Maria Carla Trapani,
Nascosta e lo Specchio,
Lab Giulio Perrone Editore,
2010


 
 Il mio Nascosta e lo Specchio, con prefazione di Letizia Leone - pubblicato senza contributo, in quanto vincitore del concorso "Cose a parole" II edizione.

Dalla recensione di Fortuna Della Porta:


...si ha la tentazione di chiamare a testimonianza Joyce e Svevo, di parlare di scrittura del flusso interiore, secondo l’accezione del ‘900. Addirittura citare Bergson e suggerire il suo concetto di durata, ossia del Tempo soggettivo, che scorre secondo modalità non considerate dalla scienza. [...]
Una nota bisogna stendere anche sullo stile, che nulla concede alla facile suggestione, al lavoro di rima e assonanze. Nessun verso è ammiccante. La scrittura si mantiene appuntita, asciutta, ellittica, frammentata, in un ritmo lento e cadenzato. [...] Tralascia ciò che è costruzione e rifacimento del verso, quasi infilandosi in uno sperimentalismo formale, che è di sicuro originale.
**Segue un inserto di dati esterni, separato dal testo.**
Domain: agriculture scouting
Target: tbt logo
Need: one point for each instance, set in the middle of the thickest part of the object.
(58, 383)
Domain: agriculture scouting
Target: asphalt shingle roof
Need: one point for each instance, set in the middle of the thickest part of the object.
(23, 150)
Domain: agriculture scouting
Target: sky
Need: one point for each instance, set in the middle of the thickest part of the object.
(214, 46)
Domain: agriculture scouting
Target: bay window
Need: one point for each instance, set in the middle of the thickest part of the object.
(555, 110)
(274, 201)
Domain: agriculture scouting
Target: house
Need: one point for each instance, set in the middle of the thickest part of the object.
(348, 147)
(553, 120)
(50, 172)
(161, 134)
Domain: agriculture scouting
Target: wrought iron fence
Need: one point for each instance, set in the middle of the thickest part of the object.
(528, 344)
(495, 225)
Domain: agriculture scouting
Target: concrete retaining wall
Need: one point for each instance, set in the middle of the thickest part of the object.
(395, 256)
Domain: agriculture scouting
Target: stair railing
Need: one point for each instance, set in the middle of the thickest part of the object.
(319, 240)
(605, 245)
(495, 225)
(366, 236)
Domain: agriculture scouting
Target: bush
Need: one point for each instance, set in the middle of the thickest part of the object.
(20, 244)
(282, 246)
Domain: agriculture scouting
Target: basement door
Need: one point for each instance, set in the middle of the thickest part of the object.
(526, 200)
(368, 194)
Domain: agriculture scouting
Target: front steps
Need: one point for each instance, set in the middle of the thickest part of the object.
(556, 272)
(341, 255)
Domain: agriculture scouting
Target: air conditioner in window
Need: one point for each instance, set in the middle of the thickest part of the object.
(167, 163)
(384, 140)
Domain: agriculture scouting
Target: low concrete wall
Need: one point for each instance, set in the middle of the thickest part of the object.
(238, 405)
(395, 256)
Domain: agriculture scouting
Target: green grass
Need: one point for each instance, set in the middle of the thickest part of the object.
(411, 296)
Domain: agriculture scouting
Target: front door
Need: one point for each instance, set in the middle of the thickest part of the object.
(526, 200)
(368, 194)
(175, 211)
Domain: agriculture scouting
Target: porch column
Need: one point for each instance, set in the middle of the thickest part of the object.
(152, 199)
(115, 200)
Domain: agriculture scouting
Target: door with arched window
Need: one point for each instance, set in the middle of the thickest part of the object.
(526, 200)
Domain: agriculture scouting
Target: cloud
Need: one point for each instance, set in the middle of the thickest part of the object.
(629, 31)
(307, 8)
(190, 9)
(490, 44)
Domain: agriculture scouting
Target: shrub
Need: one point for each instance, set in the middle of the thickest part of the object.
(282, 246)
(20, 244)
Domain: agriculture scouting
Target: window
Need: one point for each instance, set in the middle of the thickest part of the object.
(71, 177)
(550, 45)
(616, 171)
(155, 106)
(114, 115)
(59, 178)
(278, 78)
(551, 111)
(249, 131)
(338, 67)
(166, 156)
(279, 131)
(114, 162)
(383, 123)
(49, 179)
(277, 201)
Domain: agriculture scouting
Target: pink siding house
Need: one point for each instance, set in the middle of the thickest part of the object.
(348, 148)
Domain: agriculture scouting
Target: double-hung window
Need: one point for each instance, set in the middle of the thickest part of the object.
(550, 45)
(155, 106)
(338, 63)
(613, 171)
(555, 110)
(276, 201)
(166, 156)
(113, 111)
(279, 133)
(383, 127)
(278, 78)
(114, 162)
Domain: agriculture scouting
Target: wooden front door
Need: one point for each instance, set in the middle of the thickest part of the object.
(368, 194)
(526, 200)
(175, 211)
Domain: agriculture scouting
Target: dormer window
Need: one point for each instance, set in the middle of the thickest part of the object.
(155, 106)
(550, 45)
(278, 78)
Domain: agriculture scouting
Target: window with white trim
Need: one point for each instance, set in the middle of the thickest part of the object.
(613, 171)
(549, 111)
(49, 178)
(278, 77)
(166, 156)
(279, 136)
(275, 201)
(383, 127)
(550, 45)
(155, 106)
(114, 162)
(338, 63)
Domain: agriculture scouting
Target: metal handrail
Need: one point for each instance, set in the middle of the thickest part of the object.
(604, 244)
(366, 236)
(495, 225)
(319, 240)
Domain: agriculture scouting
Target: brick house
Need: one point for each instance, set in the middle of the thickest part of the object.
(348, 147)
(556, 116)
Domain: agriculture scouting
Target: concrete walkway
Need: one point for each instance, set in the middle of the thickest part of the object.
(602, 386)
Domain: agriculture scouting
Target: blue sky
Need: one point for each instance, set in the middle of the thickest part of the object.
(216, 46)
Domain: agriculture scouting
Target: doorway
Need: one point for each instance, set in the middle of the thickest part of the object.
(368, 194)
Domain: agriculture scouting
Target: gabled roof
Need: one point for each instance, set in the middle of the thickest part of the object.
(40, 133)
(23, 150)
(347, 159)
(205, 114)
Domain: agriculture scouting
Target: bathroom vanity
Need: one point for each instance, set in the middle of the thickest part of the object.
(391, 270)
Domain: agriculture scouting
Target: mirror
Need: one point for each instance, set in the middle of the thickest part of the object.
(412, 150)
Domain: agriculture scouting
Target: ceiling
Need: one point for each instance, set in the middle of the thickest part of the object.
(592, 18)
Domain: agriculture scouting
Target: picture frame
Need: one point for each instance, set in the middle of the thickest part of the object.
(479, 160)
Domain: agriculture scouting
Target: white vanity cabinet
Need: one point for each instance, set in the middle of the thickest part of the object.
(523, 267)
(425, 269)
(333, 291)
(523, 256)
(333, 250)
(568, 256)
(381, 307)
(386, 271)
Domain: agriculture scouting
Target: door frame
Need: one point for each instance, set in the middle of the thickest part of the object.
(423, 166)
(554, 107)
Il colare naturale della parola, pur nell’assetto contratto dalla continua elisione della frase, conferisce al verso un fascino intrigante se non misterioso. Il lessico è accurato e non debordante, raffinato ma non pretenzioso. [...]
M. C. Trapani si ascrive alla schiera di giovani poeti che stanno proprio segnando l’affrancamento dalla cultura del ‘900, per quel piglio sicuro con cui infrangono regole e forme per mettersi direttamente all’ascolto della propria unicità umana e poetica.




AA. VV., Perle sciolte,
Bel-Ami Edizioni,
2009

scheda

L'antologia che contiene la mia silloge, M/E, di Perle e di Parole.

Dall'introduzione di Letizia Leone:

Per la sua silloge Maria Carla Trapani ha scelto il titolo M/E, di Perle e di Parole, quasi a voler suggellare un legame analogico con la “parola”, che va, presente e ossessiva, verso dopo verso. Il punto di contatto tra parole e perle è il dolore: secondo le antiche superstizioni, le perle altro non sono che lacrime. Troviamo conferma di questa supposizione procedendo nella lettura
e scoprendo una poesia carnale, in cui il corpo giganteggia. La pienezza della carne (sensualità e passione) coincide con la pienezza della materia, e via via anche le cose astratte prendono robustezza e ruvidità di oggetti (“largo come colore / d’osso scivola / lento accompagnato”). Le parole-grido penetrano in gola, qualcuna pure nel cuore, fino a scoppiare nella poesia “Tossisco spilli”, emblema della parola perduta. L’anatomizzazione del dolore fisico è esasperata da una tecnica “pittorica” iperrealista: “[…] e il petto mi si squassa il fuoco / stacca via pezzi d’ossa e viscere”.